The agreement is significant because it aims to reduce geopolitical risk and secure a critical global shipping lane, which typically stabilizes international markets.
Market reactions varied across reporting sources. CNN Brasil said the index rose more than 1% [1], while MSN said there was a smaller increase of 0.17%, bringing the index to 177,600 points [2]. The disparity in reporting reflects the volatility of the market's response to the news.
Individual stocks showed divergent trends. Vale shares rose 3.8% [3], while Petrobras shares fell more than 4% [3]. The decline in Petrobras shares likely reflects the market's anticipation of lower oil prices as tensions ease in the Middle East.
Currency markets also showed conflicting data. CNN Brasil said the U.S. dollar was R$5.05 [1], while MSN said the rate was R$5.00 [2]. These fluctuations occur as investors weigh the benefits of global peace against local economic indicators.

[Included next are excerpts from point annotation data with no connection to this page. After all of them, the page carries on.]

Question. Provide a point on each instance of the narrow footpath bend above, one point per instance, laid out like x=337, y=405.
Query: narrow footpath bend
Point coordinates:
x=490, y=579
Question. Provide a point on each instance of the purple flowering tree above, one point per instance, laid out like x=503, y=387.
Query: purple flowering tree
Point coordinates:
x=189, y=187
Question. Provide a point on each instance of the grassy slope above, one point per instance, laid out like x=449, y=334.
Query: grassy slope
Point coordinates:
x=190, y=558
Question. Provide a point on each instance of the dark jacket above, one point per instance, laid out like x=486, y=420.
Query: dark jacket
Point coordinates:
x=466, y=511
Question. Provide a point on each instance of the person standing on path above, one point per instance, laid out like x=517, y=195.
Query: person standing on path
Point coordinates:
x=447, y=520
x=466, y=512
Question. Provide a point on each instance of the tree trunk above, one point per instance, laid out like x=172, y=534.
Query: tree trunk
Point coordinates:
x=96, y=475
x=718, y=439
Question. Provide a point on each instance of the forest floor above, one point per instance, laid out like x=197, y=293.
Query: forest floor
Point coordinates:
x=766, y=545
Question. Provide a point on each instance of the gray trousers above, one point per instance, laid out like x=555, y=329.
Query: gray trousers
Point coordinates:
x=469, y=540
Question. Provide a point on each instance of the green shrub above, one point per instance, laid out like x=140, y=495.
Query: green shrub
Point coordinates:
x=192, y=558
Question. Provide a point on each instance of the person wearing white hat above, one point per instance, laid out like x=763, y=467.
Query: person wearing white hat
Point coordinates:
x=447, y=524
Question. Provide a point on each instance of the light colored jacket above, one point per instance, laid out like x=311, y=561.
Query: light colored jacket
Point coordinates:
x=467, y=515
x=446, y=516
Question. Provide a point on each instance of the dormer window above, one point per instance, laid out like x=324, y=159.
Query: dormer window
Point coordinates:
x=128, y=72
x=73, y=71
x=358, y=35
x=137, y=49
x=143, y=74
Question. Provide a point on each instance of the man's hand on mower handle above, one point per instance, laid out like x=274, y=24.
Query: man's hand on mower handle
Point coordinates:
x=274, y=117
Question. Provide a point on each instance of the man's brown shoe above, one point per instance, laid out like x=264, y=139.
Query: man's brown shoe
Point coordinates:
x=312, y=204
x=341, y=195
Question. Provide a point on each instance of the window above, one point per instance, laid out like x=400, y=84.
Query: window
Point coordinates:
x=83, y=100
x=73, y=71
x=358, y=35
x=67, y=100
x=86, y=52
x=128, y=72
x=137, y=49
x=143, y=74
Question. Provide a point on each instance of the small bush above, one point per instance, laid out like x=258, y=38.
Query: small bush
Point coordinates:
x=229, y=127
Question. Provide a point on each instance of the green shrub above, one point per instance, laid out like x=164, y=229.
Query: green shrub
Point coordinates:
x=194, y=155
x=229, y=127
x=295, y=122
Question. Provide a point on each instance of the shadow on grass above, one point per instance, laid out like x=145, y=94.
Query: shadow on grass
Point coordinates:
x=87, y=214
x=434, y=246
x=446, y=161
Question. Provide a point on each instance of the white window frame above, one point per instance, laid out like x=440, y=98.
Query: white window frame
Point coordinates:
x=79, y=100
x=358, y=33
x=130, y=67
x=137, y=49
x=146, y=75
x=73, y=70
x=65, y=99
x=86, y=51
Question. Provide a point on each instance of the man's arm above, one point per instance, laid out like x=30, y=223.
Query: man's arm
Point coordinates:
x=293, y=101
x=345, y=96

Other reports indicate that market expectations regarding this agreement surfaced as early as May 21 [2], and May 28 [4]. Veja said expectations of the deal were already influencing the index on June 12 [5].
The B3 exchange in São Paulo continues to track these developments closely as the global community awaits the full implementation of the peace terms [1, 2].
“Ibovespa rose after a preliminary agreement between the United States and Iran to end the conflict.”
The rally in the Ibovespa underscores how sensitive emerging markets are to geopolitical stability in energy-producing regions. While the broad index rose on the news of peace, the sharp drop in Petrobras shares suggests a direct correlation between reduced Middle East tensions and a projected dip in global oil prices, which can negatively impact energy-heavy portfolios.